Bond dissociation energy and electronic spectroscopy of Cr+(NH3) and its isotopomers.

The electronic spectra of Cr+(NH3), Cr+(ND3), and Cr+(15NH3) have been measured from 14 200 to 17 400 cm-1 using photodissociation spectroscopy. Transitions are predominantly observed from the 6A1 ground state, in which the Cr+ has a 3d 5 electronic configuration, to the B ̃ 6E (Π) state (3d 44s). There is extensive vibronic structure in the spectrum due to a long progression in the Cr-N stretch and transitions to all six spin-orbit levels in the upper state.
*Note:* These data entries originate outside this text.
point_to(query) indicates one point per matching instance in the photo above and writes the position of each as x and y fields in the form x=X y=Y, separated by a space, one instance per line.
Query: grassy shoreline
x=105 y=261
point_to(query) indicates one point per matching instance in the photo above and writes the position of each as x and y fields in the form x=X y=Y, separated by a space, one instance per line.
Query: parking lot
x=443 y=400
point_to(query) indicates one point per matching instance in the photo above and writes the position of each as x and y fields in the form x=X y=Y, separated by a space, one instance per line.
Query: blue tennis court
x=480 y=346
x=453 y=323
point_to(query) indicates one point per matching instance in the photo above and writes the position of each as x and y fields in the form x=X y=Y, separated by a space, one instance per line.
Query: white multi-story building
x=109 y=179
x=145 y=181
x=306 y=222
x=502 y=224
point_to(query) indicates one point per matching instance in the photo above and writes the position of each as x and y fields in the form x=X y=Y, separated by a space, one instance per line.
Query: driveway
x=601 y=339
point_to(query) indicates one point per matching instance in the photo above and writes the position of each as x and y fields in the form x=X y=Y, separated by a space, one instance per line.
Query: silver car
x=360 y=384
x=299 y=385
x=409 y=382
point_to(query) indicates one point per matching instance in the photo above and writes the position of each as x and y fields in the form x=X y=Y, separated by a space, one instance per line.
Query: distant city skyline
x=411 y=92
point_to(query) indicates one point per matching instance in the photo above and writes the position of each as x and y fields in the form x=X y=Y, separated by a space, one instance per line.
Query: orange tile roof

The spin-orbit splitting in the excited state is observed to be Aso' = 39 cm-1. For the lowest spin-orbit level, the Cr-N stretching frequency in the excited state is 343 cm-1, with an anharmonicity of 4.2 cm-1. The 6E (Π) origin is predicted to lie at T0 = 14 697 cm-1. The first peak observed is due to v' = 1, so the observed photodissociation onset is thermodynamic rather than spectroscopic, giving D0(Cr+-NH3) = 14 830 ± 100 cm-1 (177.4 ± 1.2 kJ/mol) and D0(Cr+-ND3) = 15 040 ± 30 cm-1 (179.9 ± 0.4 kJ/mol). The 6E (Π) state of Cr+(NH3) is ∼2740 cm-1 less strongly bound than the ground state, and the Cr-N bond length increases by 0.23 ± 0.03 Å upon electronic excitation. Calculations at the time-dependent density functional theory (M06) and equations of motion coupled cluster, with single and double excitations (EOM-CCSD) level fairly accurately predict the energy and vibrational frequency of the excited state. Multi-reference configuration interaction calculations show how the spin-orbit states of Cr+(NH3) evolve into those of Cr+ + NH3.